初めて美咲さんに会ったのは、僕が17歳の時で美咲さんが27歳の時だった。
あの頃の美咲さんは綺麗で優しくて、僕にとって憧れの大人の女性だった。
まさにその頃の美咲さんが僕の目の前にいる。
「いつから僕の事を?」
「いつって言われても…難しいよ」
「僕は知ってるよ」
「どうしてわかるの?」
「わかるんだから仕方ないよ…。それより美咲さんの夢を聞かせてもらえますか?」
「私の夢…」
僕が何も言わず見つめていると、美咲さんは僕から視線を反らした。
「美咲さんは17歳の時から佐藤家に仕えて、その後も娘の遥香の母親代わり…母親としてずっと一緒にいてくれた。美咲さんは人生を僕たちに捧げてくれた。
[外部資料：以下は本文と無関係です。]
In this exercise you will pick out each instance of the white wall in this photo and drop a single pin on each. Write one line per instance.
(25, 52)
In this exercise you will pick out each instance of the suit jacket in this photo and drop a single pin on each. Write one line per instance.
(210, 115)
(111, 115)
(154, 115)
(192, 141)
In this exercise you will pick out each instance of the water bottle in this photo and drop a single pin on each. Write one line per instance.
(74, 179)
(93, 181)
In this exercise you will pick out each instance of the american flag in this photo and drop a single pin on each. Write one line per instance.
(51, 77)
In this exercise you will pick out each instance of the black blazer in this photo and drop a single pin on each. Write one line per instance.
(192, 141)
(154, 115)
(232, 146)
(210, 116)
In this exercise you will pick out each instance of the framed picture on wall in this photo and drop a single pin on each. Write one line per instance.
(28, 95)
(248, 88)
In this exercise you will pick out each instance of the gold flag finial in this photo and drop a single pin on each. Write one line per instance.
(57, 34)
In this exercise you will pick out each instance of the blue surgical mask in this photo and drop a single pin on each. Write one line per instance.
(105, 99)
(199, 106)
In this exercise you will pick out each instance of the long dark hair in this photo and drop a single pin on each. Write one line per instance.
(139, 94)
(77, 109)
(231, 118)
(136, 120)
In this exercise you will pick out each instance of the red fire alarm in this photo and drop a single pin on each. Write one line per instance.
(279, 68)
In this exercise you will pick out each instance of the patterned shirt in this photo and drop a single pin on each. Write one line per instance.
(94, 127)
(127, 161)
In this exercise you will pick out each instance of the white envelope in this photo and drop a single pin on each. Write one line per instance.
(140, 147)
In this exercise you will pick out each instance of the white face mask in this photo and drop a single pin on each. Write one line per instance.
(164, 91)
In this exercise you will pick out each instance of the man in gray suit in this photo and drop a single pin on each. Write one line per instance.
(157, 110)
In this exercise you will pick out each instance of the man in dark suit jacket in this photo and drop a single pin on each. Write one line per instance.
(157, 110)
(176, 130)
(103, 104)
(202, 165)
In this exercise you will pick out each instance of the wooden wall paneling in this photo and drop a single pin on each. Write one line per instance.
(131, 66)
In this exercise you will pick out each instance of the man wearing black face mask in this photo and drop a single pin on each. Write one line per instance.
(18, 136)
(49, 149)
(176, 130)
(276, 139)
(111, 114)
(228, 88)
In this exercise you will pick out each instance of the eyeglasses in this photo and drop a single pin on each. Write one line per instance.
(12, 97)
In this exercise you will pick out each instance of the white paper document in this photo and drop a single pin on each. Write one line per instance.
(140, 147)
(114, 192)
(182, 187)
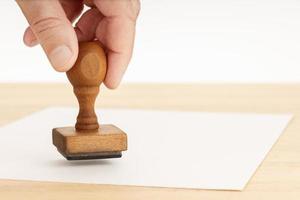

その代償として犠牲にしてきた物も多かったと思うんだ。夢とかやってみたい事とか、行ってみたい場所とかあるでしょ?」
「なっ‥ないよ」
美咲さんは僕を真っ直ぐ見られないでいた。
「あのさっ…言ってもらわないと、こっちだって何も言えなくなっちゃうでしょ…」
「やりたい事も行きたい場所も、特にないよ」
「それなら…世界で一番大好きな人と一緒に暮らして、ご飯を作ってあげたり、掃除洗濯をしてあげたり、何でもしてあげたいっていう夢は叶ったの?」
「どっ‥どうしてそれを?」
「叶ったんですか?」
「紺野くん…もしかして記憶が?」
「どうなの?」
「えっ!? かっ‥叶ったよ」
「だったら、今度は日記に新しい夢を書いときなよ。大好きな人と死ぬまで一緒に生きてくってさ…」
「うん、わかった。書いとくよ」
「よし! あのさぁ…恥ずかしいから1回しか言わないから、しっかり聞いてくれよな」
「うん…」
「ずっと傍にいてくれてありがとう。本当に感謝してる。そして高校の時から僕だけを好きでいてくれてありがとう。僕も好きだ。大好きだよ、仲村有紀…。僕と結婚してくれるかな?」
「はい…」
僕は彼女の唇にキスをした。
今度のキスは教室で起きた、あの振り向きざまの不慮の事故などではなく、想い合っている者同士が許された愛の結晶だった。
そして僕は彼女を力いっぱい抱きしめた。
もう2度と離れる事がないように…。